Ortakları Bafalı-Gölyakalı köylüler değil; zenginler. Ortak olabilmek için 150 -200 bin TL istiyorlar. Örneğin, Ali Osman Menteşe üye… Menteşe beylerinin torunu, Milas’ın tek şatosunun, Madam Murat Evi’nin sahibi, zeytinlikleri de var, kendi özel fabrikası da… Çok güzel, ödüller alan yağlar üretiyor. Neden Bafa Gölü kıyısına kondurulan çirkin fabrika kondurulmasına ses çıkarmadın? Oraya İhtiyacın mı var? Yakıştı mı?
Doç. Dr. Erol Kesici yıllardır göl havzasına bina, fabrika yapılmasının yanlışlığını anlatıyor. Bafa Gölü’nün can çekiştiğini bilmemek mümkün mü? Sağır sultan duydu.
DOĞAL SINIR MI YAPAY SINIR MI?
Fabrika arazisinin etrafına tel çekmişler… Bafa’nın kuşları şimdi tel çektikleri sınırdan içeriye uçmuyormuş, buraya konmuyormuş. Çiçekler, böcekler de sınırdaki pasaport kontrolüne takılıyorlarmış. Koca mezarlık ya da Maşatlık diye tarihi bir yer yokmuş. Oradan çıkmış olan taşlar “devşirme” imiş. Maşatlık Yahudi, Ermeni mezarlığı olduğu kadar şehitlik imiş. Özellikle Şiiler için, Bektaşiler için. Bana kalırsa oralara bizim devşirme yeniçeriler de gömülmüş.
Toprağın üstünde kocaman bir mermer sütun var. O koskoca mermer sütunu da birisi etraftaki mermer ocaklarından devşirmiş, koltuğunun altına alıp oraya koymuş sanki. Resimlerini gördüğünüz diğer taş da başka bir yerlerden oraya getirilmiş. Özetlemek gerekirse burası tarihi bir yer değilmiş. Burada yüzeyde görünen taşlar, mermerler, kulübelerde kullanılan işlemeli malzemeler hep birileri tarafından “devşirilmiş”.
Elli yıllık İsveç yaşamımda gördüklerimle karşılaştırdığımda daha çok şaşırıyorum. Üstünde ufak bir süs, yazı olan taş buldular mı hemen inceleme başlatıp etrafını süslüyorlar, başına bir açıklama yazısı koyuyorlar ve halk onu gözü gibi koruyor. Ama bizde çok ya önemsenmiyor.

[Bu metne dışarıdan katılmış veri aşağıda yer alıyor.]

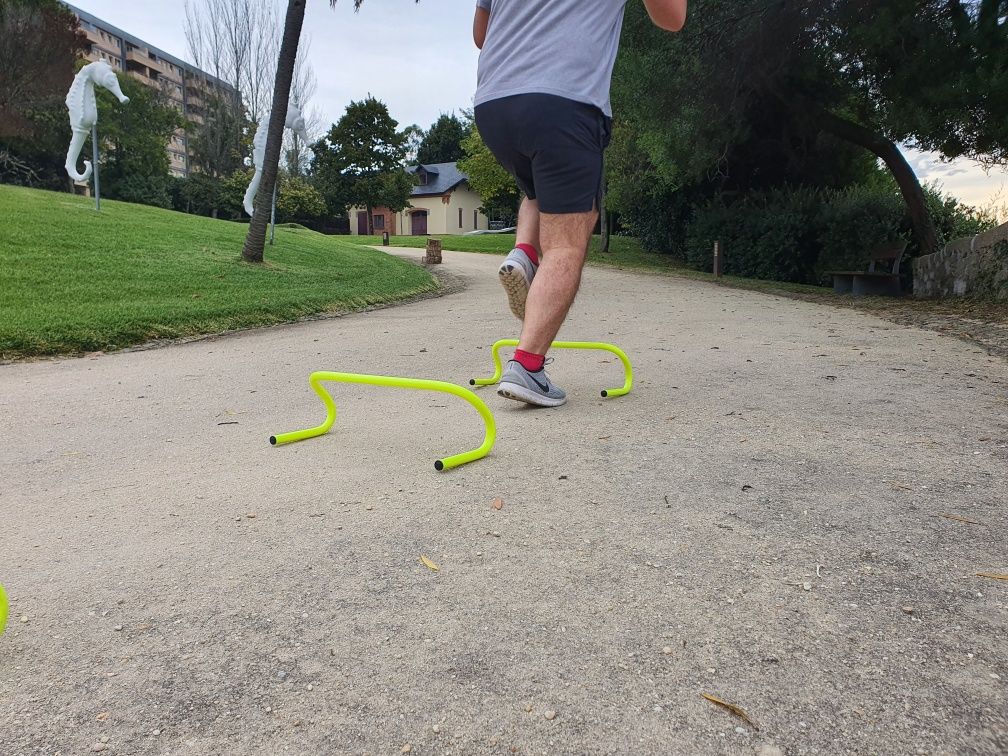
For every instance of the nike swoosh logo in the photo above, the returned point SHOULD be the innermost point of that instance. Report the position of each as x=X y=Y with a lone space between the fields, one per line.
x=542 y=386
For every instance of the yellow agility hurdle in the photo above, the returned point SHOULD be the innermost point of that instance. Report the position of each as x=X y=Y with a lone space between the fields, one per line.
x=627 y=367
x=3 y=610
x=316 y=380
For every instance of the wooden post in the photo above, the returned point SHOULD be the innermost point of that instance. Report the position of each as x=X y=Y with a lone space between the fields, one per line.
x=433 y=252
x=94 y=163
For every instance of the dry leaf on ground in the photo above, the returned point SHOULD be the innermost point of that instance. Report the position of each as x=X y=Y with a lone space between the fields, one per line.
x=993 y=576
x=959 y=519
x=737 y=711
x=428 y=563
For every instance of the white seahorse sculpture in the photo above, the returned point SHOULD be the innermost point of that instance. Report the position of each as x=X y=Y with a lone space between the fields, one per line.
x=294 y=122
x=84 y=110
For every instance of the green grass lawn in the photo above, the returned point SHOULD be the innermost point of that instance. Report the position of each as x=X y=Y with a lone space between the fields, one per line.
x=74 y=280
x=623 y=251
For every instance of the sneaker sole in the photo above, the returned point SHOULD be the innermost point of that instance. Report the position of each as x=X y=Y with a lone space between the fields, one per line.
x=520 y=393
x=514 y=283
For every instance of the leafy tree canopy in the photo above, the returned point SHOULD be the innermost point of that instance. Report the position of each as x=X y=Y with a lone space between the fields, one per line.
x=443 y=141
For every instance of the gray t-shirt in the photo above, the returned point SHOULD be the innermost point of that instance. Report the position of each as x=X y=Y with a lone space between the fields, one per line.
x=564 y=47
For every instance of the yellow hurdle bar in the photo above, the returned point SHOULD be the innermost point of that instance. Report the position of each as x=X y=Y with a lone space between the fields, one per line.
x=380 y=380
x=3 y=610
x=627 y=367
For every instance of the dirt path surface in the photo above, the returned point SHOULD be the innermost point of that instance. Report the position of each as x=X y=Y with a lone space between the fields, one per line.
x=760 y=520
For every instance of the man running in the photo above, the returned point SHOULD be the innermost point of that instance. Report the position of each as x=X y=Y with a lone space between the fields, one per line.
x=542 y=109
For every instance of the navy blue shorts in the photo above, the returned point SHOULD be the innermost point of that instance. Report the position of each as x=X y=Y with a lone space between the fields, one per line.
x=552 y=146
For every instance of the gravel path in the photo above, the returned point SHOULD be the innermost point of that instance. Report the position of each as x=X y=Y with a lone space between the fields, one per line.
x=788 y=513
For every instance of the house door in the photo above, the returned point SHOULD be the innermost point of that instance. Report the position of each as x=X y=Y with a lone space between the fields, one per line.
x=419 y=221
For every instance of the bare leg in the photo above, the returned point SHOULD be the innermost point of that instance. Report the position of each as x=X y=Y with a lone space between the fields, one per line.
x=564 y=247
x=528 y=224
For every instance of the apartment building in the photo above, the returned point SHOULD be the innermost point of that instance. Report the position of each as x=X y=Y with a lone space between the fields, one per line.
x=185 y=86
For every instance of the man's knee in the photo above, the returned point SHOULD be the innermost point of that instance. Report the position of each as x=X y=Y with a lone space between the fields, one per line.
x=570 y=230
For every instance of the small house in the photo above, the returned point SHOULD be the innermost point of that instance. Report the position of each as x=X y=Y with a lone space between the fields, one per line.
x=442 y=204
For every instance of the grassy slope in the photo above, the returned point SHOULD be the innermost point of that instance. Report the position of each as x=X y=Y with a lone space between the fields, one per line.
x=983 y=323
x=624 y=252
x=74 y=280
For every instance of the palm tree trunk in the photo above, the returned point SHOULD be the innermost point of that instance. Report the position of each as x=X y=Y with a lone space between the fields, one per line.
x=255 y=242
x=913 y=196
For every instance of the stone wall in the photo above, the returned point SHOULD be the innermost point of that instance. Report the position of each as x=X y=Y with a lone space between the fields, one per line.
x=974 y=266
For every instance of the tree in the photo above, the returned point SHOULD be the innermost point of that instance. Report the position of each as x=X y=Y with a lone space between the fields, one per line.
x=443 y=141
x=361 y=160
x=748 y=75
x=39 y=44
x=298 y=202
x=220 y=144
x=488 y=177
x=255 y=242
x=134 y=136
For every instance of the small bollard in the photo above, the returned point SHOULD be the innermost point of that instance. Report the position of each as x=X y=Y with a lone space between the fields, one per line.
x=433 y=252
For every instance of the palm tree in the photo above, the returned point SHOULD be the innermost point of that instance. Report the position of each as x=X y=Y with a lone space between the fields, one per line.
x=255 y=242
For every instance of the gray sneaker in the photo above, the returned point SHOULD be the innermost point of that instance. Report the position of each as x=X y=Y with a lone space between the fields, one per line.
x=516 y=274
x=532 y=388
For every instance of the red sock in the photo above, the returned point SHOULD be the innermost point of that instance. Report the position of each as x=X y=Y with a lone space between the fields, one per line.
x=531 y=363
x=529 y=251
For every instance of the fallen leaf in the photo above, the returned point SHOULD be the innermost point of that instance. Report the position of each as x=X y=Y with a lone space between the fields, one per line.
x=959 y=519
x=737 y=711
x=993 y=576
x=428 y=564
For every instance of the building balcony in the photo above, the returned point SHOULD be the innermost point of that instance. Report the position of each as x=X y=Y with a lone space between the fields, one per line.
x=140 y=56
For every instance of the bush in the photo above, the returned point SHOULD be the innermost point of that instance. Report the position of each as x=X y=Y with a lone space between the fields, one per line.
x=772 y=235
x=298 y=201
x=800 y=234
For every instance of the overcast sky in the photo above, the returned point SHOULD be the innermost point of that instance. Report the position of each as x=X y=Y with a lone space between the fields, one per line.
x=420 y=60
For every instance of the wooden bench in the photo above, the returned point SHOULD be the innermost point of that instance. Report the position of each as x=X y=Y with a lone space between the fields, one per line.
x=871 y=282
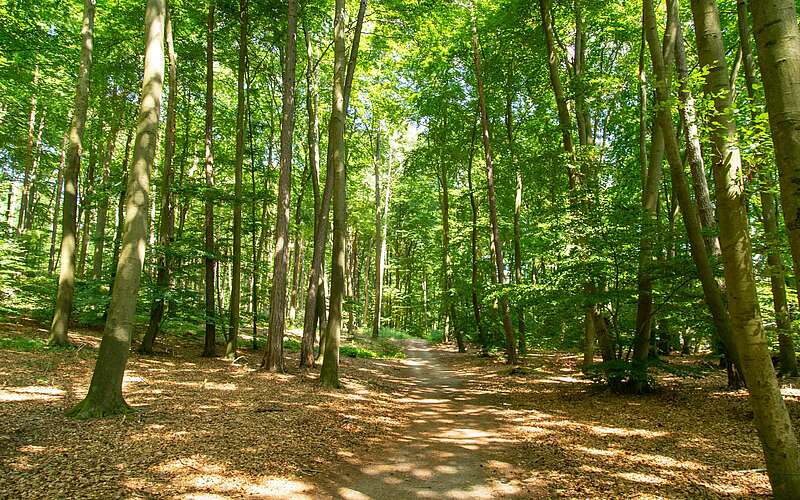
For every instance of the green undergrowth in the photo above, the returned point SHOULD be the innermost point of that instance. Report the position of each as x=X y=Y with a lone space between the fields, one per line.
x=26 y=344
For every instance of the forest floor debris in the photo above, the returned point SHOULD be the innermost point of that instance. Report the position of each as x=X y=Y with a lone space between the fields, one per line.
x=437 y=424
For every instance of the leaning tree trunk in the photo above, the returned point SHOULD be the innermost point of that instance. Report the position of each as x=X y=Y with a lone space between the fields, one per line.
x=105 y=391
x=236 y=272
x=778 y=40
x=329 y=373
x=273 y=356
x=511 y=350
x=66 y=279
x=788 y=357
x=210 y=344
x=771 y=418
x=167 y=210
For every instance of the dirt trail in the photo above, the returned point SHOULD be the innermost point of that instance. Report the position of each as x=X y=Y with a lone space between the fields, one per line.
x=453 y=447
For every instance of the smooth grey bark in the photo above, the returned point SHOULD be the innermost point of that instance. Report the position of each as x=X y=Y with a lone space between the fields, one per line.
x=771 y=417
x=329 y=373
x=167 y=209
x=236 y=271
x=105 y=391
x=273 y=355
x=508 y=329
x=210 y=341
x=66 y=279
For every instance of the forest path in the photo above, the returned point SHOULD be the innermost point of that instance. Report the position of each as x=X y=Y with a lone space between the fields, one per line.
x=452 y=448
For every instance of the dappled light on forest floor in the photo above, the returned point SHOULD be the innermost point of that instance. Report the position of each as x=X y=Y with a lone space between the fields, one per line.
x=435 y=425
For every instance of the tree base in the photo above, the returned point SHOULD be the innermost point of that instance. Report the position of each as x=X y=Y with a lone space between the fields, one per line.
x=88 y=408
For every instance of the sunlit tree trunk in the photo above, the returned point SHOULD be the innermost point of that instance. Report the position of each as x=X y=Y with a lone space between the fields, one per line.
x=511 y=350
x=66 y=279
x=694 y=152
x=650 y=190
x=476 y=305
x=29 y=156
x=236 y=272
x=691 y=219
x=788 y=357
x=772 y=421
x=167 y=210
x=329 y=373
x=315 y=304
x=102 y=206
x=57 y=206
x=86 y=207
x=105 y=391
x=209 y=346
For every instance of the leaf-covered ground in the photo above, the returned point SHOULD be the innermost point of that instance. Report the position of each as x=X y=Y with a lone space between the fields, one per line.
x=434 y=425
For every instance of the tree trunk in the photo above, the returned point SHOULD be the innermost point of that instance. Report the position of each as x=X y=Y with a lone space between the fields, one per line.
x=522 y=341
x=236 y=272
x=788 y=358
x=57 y=205
x=102 y=207
x=476 y=305
x=86 y=206
x=29 y=155
x=778 y=42
x=511 y=350
x=771 y=418
x=167 y=211
x=316 y=281
x=320 y=215
x=273 y=357
x=210 y=344
x=105 y=391
x=694 y=152
x=691 y=219
x=644 y=304
x=329 y=373
x=66 y=279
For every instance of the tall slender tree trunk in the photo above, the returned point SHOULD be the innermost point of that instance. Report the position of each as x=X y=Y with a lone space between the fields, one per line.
x=650 y=190
x=788 y=357
x=521 y=339
x=694 y=152
x=329 y=373
x=772 y=421
x=167 y=210
x=105 y=391
x=236 y=272
x=511 y=350
x=210 y=344
x=32 y=191
x=86 y=206
x=273 y=357
x=691 y=219
x=66 y=279
x=102 y=206
x=476 y=305
x=778 y=42
x=320 y=215
x=315 y=303
x=57 y=206
x=380 y=244
x=29 y=155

Bir zamanlar İstanbul Belediye Başkanı Bedrettin Dalan gelmişti Stockholm’e. Tarlabaşı’nda üç yüze yakın Art Nouveau sitili evi neden yıktıklarını sormuştum. Rahat yanıtlamıştı: “Ooohooo bizde onlardan çoook var…” O hesap… Bizde de her yer taş… Yurtdışı müzeleri bizden giden taşlarla dolu… Onlar da bizden devşiriyorlar…
ATATÜRK’ÜN TARİH VE KOOPERATİF ANLAYIŞINA TERS
Tarihe, arkeolojiye, müzeciliğe o kadar önem veren Gazi Mareşal Mustafa Kemal Atatürk’ün ölüm yıldönümü, 10 Kasım Perşembe günü öğleden sonra Milas Müzesi Müdürü Sayın Mehmet Çelebi ve iş arkadaşlarıyla gittik Koca Mezarlık’a inceleme yapmaya. Mermer sütun fabrika arazisinde balina gibi yatıyor. “Ben nereye götüreyim bunu?” diyor müze müdürümüz. “Her taşı götürsek 100 dönüm arazi yetmez. Zaten yerinde korunması gerekli şeydir bunlar. Sit alanı da değil burası”…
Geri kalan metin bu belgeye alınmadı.